World’s coolest custom bikes on show at BikeShed 2018

Bike Shed custom bike show London 
Beautiful bikes in a beautiful venue - with a knowledgeable crowd Credit: Tom Bing

Motorcyclists might have one eye on the British round of the World Superbike series this weekend at Donington Park, although there is another major fixture on the UK calendar – the ninth Bike Shed “gathering” enticing bikers to Tobacco Dock in central London.

Why “gathering”? The Bike Shed is a cocktail of show, exhibition, art gallery, hangout and congregation of like-minded two-wheel riders and admirers. As with any good bar concoction, it aims to taste good and oozes style.

Bike Shed has grown in popularity both inside and outside the motorcycle industry, much in the same way that the Shoreditch-based The Bike Shed Members Club has swelled in profile thanks to the restaurant, vibe, décor, store and atmosphere as much as the rare and sumptuous pieces of tech on display (and usually stationed in the clients’ parking area).

“Bike Shed came about because, as bike owners, we thought most bike shows were s**t,” states 51-year-old Anthony “Dutch” Van Someren, founder and CEO of The Bike Shed. “We were turned off because they were trade fairs, the food was poor, the toilets were stinky and the parking was miles away.

“We had a blog, which had been around for a year and a half, and we had lots of amazing bikes on there. So we had a pub conversation and a bit of a ‘Carlsberg moment’ about what a motorcycle show would look like if we did one as Bike Shed. What we started back then is exactly the same as what it is now… we are just much, much bigger.”

The Bike Shed is a cocktail of show, exhibition, art gallery, hangout and congregation of like-minded two-wheel riders and admirers Credit: Tom Bing

Van Someren, his wife Vikki and their crew began constructing a hub for another type of biker: one that has become more pronounced and visible in the last five years with a slight shift in the motorcycle industry that saw customisation, cool, craft and quality the new marketing and user paradigms. Bike Shed was even able to expand and transplant itself to Paris.

“We wanted to create a communal experience-based event that was about bikes and not just for bikers,” he says. “Bike culture has been around as a ‘thing’ for a long time and people that don't ride them still like them or are curious about them. It is not a geekfest for nerds wondering if the latest model has a better miles-per-gallon.”

“So our priorities came out as: really nice toilets! Really good food, proper coffee, a real bar, the right hospitality, places where you could sit and relax and talk, come and go. We did it backwards: beautiful bikes should be in a beautiful venue.”

BMW 'boxers' old and new Credit: Tom Bing

Aside from the 17 eateries, exhibits, barber, music and even a tattoo parlour the machinery is the heart of Bike Shed. Expect almost 240 rare pieces of equipment and projects from the inventive workshop minds of people such as Roland Sands, Death Machines of London, X-Axis, deBolex, UMC, Auto Fabrica, Down & Out and more. 

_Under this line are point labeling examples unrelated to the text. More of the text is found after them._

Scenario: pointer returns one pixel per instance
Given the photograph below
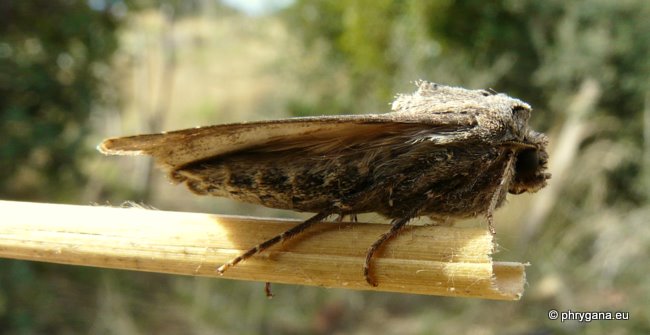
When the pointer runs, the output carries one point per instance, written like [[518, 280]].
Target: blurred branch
[[564, 154], [422, 260]]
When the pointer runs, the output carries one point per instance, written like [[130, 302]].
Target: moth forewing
[[442, 152]]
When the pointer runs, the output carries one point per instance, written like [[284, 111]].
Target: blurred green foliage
[[53, 57], [590, 253]]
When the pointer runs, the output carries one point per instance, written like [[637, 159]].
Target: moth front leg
[[395, 228]]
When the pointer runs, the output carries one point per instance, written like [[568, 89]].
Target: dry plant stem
[[423, 259]]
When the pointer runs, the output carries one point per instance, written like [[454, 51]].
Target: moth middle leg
[[395, 228], [274, 240]]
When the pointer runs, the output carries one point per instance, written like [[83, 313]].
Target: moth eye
[[519, 110], [528, 162]]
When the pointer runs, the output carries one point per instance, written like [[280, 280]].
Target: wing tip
[[117, 146]]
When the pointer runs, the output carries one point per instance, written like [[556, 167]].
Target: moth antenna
[[505, 177], [397, 225], [274, 240]]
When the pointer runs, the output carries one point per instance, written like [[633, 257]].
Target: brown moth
[[443, 152]]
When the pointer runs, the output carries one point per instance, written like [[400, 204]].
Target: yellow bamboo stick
[[422, 259]]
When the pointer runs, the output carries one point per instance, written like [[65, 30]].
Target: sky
[[257, 7]]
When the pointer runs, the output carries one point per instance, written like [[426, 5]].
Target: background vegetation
[[73, 72]]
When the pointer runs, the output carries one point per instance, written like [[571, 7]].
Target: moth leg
[[397, 225], [274, 240], [505, 178]]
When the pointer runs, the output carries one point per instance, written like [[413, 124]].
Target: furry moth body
[[443, 152]]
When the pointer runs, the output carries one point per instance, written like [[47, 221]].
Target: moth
[[443, 152]]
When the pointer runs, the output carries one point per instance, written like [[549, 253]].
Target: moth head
[[531, 164]]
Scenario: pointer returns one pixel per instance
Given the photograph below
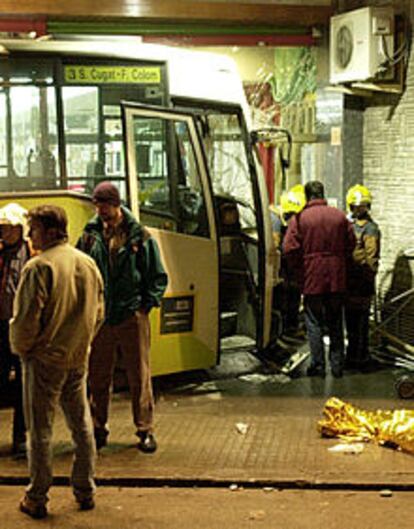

Dutch, who formerly worked in media and advertising and who has a knack for a memorable quote (“I like bikes that are one-offs, but they don’t need to be one-offs to be great bikes”), claims the Bike Shed has grown in conjunction with riders returning to a simpler ethos.

It’s not a snobby or exclusive underground scene. In fact it is something more organic and there is a burgeoning audience.

A lovely Triumph-engined café racer at the 2017 Bike Shed in Tobacco Dock Credit: Tom Bing

“It is a really simple phenomenon of being a gap in the market,” he opines. “I think there is a load of people that love riding bikes but don’t define themselves as riders; they are not track day gods, they can’t all wheelie and don't all have spanners and work on their own bikes.

“I think this scene is very inclusive and welcoming. As it’s about design and creativity and not just engineering and performance, and I think it is more accessible. There are a whole bunch of people that do not operate at MotoGP level, never will, don’t want to and don’t need to – and they are not afraid to show off their bike for what it is. This culture accepts that.”

The show features the whole gamut of customisation, from lowriders and choppers to cut-down, race-style machines Credit: Tom Bing

Advance tickets cost £20 and are valid for Saturday and Sunday. The venue opens at 10am and closes at 8pm Saturday and 6pm on Sunday.